Gamarra will also base his argument on statements and documents provided by Charles Acelor, the alleged CIA asset and contact man, after he was arrested in Germany and extradited to Peru. Acelor has supposedly delivered evidence from a Peruvian informant of the U.S. Drug Enforcement Agency (DEA) and of British intelligence showing that the CIA was aware of a major drugs-for-arms deal involving high-level Peruvian officials at least one month before the first shipment was made in March 1999. Acelor, who tends to be arrested almost anywhere he goes except the USA, also insists that Death Merchant Soghanalian would not take a step without CIA approval.
Soghanalian, incidentally, is an interesting character in his own right: he was recruited by the Reagan White House and Saudi Arabia to supply Saddam Hussein with billions of dollars in weapons during the Iran/Iraq War in the 1980s. Currently, he is in custody in Los Angeles, but the Peruvian prosecutor believes he has made appropriate arrangements with U.S. authorities in order to avoid extradition to Peru.
The lack of cooperation forthcoming from the CIA in matters involving Montesinos is also curious. Given the Agency’s concern about terrorists in general, about Colombian terrorist guerrillas and their compulsive narco-trafficking in particular, and about Middle Eastern weapons floating around loose, you would think our Good Guys would be all over this. Surprisingly, they could not care less. Prosecutor Gamarra has formally requested a deposition numerous times from Robert Gorelick, the CIA operative in Lima during the reign of Fujimori who supposedly dealt with Montesinos. To date, Gamarra says, he has received no response. Not even a phone call. How rude. He’s puzzled by this, and pointed out that both the DEA and the FBI are cooperating very politely.
Actually, indirectly, there has been a response from the CIA. El Comercio reported recently that in December 2003, the first diplomatic steps were taken to extradite the Aybar brothers to the United States for purposes of an investigation in Washington. That should shut those two up. It should also shut Montesinos up, because if he starts blabbing, he could be next. He could wind up totally forgotten in a Florida slammer right next to Noriega, also a former CIA goon who was discarded when no longer useful.

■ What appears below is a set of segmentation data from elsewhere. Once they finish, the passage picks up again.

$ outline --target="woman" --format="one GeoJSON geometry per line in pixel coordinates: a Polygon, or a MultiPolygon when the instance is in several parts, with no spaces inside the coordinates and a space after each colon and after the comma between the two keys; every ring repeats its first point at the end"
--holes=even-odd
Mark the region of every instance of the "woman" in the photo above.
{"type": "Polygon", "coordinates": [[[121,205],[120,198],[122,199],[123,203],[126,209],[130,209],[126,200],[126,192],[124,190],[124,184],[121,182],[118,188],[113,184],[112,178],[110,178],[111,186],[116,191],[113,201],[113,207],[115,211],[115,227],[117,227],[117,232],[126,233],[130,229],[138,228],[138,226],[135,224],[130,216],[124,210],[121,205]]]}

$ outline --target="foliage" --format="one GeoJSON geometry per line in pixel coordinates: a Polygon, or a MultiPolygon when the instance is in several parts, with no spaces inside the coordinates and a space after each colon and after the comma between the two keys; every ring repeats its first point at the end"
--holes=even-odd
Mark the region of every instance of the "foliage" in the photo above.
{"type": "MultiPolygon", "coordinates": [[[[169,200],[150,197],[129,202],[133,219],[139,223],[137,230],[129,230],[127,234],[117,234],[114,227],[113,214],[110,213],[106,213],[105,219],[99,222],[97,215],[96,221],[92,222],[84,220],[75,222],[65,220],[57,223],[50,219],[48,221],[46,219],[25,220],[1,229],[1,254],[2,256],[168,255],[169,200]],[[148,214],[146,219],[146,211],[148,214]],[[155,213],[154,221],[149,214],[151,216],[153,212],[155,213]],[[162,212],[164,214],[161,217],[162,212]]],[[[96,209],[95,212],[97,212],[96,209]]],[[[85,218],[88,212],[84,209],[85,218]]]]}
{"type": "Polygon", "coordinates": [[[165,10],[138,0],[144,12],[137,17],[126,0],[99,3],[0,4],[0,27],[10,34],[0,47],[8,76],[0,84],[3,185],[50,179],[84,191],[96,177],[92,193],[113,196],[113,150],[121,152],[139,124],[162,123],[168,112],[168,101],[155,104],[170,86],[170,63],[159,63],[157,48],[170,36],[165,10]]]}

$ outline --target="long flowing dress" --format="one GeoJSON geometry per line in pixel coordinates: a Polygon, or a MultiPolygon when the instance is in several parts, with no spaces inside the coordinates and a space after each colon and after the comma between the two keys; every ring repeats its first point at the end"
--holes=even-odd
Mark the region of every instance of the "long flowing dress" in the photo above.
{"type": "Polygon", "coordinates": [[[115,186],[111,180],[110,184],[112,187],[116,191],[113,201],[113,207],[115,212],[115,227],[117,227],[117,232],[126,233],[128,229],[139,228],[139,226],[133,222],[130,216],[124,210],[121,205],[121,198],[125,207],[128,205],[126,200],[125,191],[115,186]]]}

Life would be much better for Montesinos if he can hang on in Lima, where, international jurists note unhappily, you can get yourself convicted of just about anything and still be home in time for dinner. Just before kick-off in the Montesinos trial, a judge in Lima found that a leftover Fujimori law was still good: the law stipulates that those guilty of crimes against the government (such as Fujimori and Montesinos) need only serve one third of their sentences in order to pay their debts to society. If convicted and given twenty years, then, Montesinos would really be sentenced to less than seven years, two of which he has already served (in Peru sentences run concurrently). So conceivably, he could be out in time to run for president in 2010.
And speaking of running for president, back at the White House, President Bush announced in January that the U.S. would return $20 million in ripped-off Peruvian assets stashed by Montesinos in the United States. Bush declared that this gesture was evidence of his strong support for the U.N. Convention Against Corruption, which requires countries to cooperate in investigations and to return funds to the countries where they were stolen.
To address any lingering doubts about the matter, a U.S. Embassy spokesman in Lima told the Associated Press as the first week of the trial wound up, “Any assertion, inference or suggestion that any agency of the U.S. government had any involvement in alleged arms or narcotics trafficking related to this trial has no basis in fact.”
Well, that’s a relief.
Gabriela Bocagrande is based in Washington, D.C.